Eine Zeitlang schien ihre die christliche Religion diesen Halt zu versprechen; schließlich jedoch überzeugten sie die Schriften des Marxismus, mit denen sie, vermittelt über einen Lehrer, in dieser Zeit in Berührung kam.
In dem Essay Zu einem Datum aus dem Jahr 1971 bringt Christa Wolf die Erfahrungen sehr pointiert zum Ausdruck und bezieht dabei ihren Lebensort und ihr Zimmer mit ein. Sie schildert jenen Tag, als sie ihre erste marxistische Schrift las. Sie wurde ihr von ihrem Mathematik- und Physiklehrer Dieter Dewald vermittelt, der bei ihrem Eintritt in die SED für sie bürgte und dessen Fürsprache Christa Wolf auch ihren Studienplatz in Jena verdankte.
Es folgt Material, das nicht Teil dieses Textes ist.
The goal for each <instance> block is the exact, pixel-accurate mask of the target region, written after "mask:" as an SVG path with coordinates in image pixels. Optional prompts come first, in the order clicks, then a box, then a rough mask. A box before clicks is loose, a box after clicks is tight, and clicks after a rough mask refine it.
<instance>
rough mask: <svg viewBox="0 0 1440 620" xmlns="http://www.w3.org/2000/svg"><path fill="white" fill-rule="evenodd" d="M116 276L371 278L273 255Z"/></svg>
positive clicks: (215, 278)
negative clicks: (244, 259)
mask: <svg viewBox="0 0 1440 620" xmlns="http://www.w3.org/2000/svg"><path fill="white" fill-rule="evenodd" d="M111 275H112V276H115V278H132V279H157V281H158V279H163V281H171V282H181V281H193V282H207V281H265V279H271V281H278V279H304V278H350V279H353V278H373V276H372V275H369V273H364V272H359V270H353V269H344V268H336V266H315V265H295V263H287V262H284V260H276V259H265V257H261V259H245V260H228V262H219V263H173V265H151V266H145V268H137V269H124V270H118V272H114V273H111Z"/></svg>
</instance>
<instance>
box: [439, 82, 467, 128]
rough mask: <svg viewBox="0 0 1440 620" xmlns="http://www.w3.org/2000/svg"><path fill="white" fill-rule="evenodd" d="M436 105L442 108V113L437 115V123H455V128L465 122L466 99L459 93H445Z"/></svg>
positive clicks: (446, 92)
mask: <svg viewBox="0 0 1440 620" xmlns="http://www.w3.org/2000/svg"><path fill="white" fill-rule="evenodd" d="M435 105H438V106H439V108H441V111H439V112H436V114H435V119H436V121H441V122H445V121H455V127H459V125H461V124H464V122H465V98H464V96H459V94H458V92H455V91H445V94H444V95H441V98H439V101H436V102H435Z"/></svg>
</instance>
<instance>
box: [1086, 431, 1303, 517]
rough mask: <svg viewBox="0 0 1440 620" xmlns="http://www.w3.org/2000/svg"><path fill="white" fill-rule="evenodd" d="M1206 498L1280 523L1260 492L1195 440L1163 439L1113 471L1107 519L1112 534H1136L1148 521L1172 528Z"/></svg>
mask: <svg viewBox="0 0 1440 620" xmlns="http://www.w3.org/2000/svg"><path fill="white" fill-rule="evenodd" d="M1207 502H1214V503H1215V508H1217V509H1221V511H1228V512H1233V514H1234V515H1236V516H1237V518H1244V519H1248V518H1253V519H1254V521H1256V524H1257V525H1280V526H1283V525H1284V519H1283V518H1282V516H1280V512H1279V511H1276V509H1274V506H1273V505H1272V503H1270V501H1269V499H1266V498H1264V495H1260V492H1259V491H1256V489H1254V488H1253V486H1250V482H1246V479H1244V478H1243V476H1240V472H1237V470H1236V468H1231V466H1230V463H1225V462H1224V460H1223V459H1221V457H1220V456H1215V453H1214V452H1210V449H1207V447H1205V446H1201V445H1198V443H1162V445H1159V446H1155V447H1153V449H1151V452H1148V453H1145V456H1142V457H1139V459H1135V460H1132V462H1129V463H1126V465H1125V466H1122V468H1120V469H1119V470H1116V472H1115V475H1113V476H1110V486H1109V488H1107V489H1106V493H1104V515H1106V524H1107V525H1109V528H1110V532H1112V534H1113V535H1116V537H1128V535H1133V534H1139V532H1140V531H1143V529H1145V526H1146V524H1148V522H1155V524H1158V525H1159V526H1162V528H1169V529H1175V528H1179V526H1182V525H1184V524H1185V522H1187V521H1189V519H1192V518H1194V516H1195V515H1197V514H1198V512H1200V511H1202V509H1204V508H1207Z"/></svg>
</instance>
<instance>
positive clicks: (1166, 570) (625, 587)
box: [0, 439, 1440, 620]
Es war ein schöner Herbsttag, pfundweis aß ich die kleinen säuerlichen Äpfel, die meine Großmutter mir ins Fenster reichte, nachts notierte ich mir – falsch, wie man sehen wird – den Titel der Schrift in mein Tagebuch: Feuerbach und die ausgehende klassische Philosophie. […] Ich will versuchen, genau zu sein. Ich lief damals hinaus. Es war eine kühle Nacht, herbstlich, mit dünner, klarer Luft. Wir wohnten an einem Berg. Die Sterne oben und die Stadtlichter unten schienen wie immer einander zu spiegeln. Ich ging die Thomas-Müntzer-Straße hinauf, bis zur Blutrinne, einer Mulde, in der nach jenem Gemetzel vom 15. Mai 1525 das Blut der aufständischen Bauern zu geflossen sein soll. Die Schönheit der Nacht war mir zuwider. Die gleichmäßige Mondsichel, diese raffinierte Täuschung, stieß mich ab. Der schiefe Kirchturm, das romantische Wahrzeichen der Stadt, hätte seine Beharrlichkeit aufgeben und endlich einstürzen sollen. Alles hätte auf uns Bezug nehmen sollen, auf uns, deren Gleichgültigkeit nun ein Ende hatte.
Das ist nicht ohne Pathos geschrieben und folgt dem Muster einer Konversionserzählung. Dennoch ist interessant, wie Christa Wolf im Rückblick die Stadt Bad Frankenhausen, symbolisiert in dem schiefen Kirchturm, als romantisch beschreibt. Freilich tragen dazu auch die Motive der Nacht, des Sternenhimmels und des Mondes bei – allesamt Insignien des Romantischen. Ausdrücklich bricht sie nun mit allem Romantischen, zum dem eben auch die »Nachtseite der Vernunft« gehört, die sich bis in den Nationalsozialismus erstreckt hat.